Why can I create an object of a class with private destructor on free store but not on the stack ?
For example this is illegal:
class Foo
{
public:
explicit Foo( int );
static void delete_foo(Foo* foo ) { delete foo; }
private:
int x;
~Foo();
Foo( const Foo& );
Foo& operator=(const Foo& );
};
int main()
{
Foo * fooptr = new Foo(5); // legal
Foo::delete_foo( fooptr ); // legal
Foo foo(5); // illegal
}
When you create it on the stack, it must be destroyed before the function can return. Presuming the function in question does not have access to the destructor, this is not allowed.
When you create it on the free store, it is left for other code, which has access to the destructor, to destroy it.
A member function of a class with a private destructor can create an instance on the stack. A static member function can even be called without a preexisting instance. There is probably no good reason to write such a thing, though.
Because an object with automatic storage* needs to be, well, automatically destructed. So the destructor needs to be available to call; if it's not, you can't have that type in automatic storage.
Contrarily, it's up to you to delete it when you allocate it dynamically.

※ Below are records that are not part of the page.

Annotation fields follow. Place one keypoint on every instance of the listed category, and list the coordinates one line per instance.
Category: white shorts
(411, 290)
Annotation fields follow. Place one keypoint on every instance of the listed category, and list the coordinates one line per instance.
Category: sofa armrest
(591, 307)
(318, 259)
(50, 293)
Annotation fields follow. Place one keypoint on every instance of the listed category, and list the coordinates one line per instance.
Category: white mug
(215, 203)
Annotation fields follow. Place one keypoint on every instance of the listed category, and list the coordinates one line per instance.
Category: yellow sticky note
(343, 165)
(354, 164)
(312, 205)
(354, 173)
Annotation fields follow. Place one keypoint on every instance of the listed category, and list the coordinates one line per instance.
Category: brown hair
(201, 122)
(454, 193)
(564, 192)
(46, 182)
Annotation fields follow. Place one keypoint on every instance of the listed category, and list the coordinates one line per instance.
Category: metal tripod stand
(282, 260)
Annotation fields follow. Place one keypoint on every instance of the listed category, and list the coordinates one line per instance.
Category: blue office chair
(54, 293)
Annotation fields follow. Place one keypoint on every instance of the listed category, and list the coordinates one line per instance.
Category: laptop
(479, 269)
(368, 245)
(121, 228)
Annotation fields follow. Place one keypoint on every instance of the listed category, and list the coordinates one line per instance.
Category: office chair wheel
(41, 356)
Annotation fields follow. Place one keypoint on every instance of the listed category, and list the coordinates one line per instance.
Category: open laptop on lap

You can, of course, not do so.
*Objects here are, on "typical" platforms, commonly allocated on the stack.
Because creating an object on the free store doesn't require a public destructor, but creating it on the stack does because the objects will be destroyed when it goes out of scope. You can create the object on the free store, but you cannot delete it, so you'll have a memory leak unless the object or a friend function destroys it.